Peter had come up to her. He didn’t look contemptuous. He was white-lipped too. She had never seen him look scared before. He snatched the rabbit from her and killed it by one, two, three—she counted—quick blows—she didn’t see. But she had met his eyes, and they were as distressed as hers. Just for a moment.
Then he was a fifth form boy again. He examined his victim with an affectation of calm. “Too far back,” he said. “Bad shot. Mustn’t do that again.”...
The rabbit was quite still and limp now, dangling from Peter’s hand, its eye had glazed, blood dripped and clotted at its muzzle, but its rhythmic desperate kicking was still beating in Joan’s brain.
Was this to go on? Could she go on?
Peter’s gun and the pigeon were lying some yards away. He regarded them and then looked down at the rabbit he held.
“Now I know I can shoot,” he said, and left the sentence unfinished.
“Bring the pigeon, Joan,” he said, ending an indecision, and picked up his gun and led the way back towards the house....
“We got a pigeon and a rabbit,” Joan babbled at tea to Oswald. “Next time, Petah’s going to let me have the gun.”

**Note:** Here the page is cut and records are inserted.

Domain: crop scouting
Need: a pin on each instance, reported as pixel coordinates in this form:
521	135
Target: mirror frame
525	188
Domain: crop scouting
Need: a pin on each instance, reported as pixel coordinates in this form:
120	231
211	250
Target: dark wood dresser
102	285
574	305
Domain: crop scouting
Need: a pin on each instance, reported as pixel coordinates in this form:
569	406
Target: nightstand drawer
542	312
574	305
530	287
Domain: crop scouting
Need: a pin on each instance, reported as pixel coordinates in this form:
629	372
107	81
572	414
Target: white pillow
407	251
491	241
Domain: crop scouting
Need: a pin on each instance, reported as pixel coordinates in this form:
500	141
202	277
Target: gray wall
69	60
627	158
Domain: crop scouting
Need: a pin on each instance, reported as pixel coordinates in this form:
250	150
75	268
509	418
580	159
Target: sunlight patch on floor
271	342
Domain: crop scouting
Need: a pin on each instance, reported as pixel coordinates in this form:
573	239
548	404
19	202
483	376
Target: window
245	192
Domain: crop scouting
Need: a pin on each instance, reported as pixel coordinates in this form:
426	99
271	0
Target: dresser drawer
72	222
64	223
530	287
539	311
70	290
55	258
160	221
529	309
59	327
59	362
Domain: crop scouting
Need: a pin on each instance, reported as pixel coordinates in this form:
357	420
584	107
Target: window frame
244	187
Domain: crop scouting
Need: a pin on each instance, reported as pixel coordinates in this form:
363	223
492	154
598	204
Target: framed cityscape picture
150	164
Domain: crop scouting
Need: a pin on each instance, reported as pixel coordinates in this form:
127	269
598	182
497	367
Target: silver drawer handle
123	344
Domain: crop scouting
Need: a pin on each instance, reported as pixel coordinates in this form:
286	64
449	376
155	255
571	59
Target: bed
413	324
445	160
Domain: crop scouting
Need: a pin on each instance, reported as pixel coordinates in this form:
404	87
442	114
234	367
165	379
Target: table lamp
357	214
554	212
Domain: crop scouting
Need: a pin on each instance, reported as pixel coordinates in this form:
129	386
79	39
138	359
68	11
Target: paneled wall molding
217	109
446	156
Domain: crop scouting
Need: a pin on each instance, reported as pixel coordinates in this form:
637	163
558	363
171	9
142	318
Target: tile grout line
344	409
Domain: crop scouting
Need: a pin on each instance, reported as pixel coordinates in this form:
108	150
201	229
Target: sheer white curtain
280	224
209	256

Our tone was altogether sporting.
But there was no next time. There were many unspoken things between Joan and Peter, and this was to be one of them. For all the rest of their lives neither Joan nor Peter went shooting again. Men Peter was destined to slay—but no more beasts. Necessity never compelled them, and it would have demanded an urgent necessity before they would have faced the risk of seeing another little furry creature twist and wriggle and of marking how a bright eye glazes over. But they were both very bitterly ashamed of this distressing weakness. They left further shooting for “tomorrow,” and it remained always tomorrow. They said nothing about their real feelings in the matter, and Peter cleaned and oiled his new gun very carefully and hung it up conspicuously over the mantelshelf of their common room, ready to be taken down at any time—when animals ceased to betray feeling.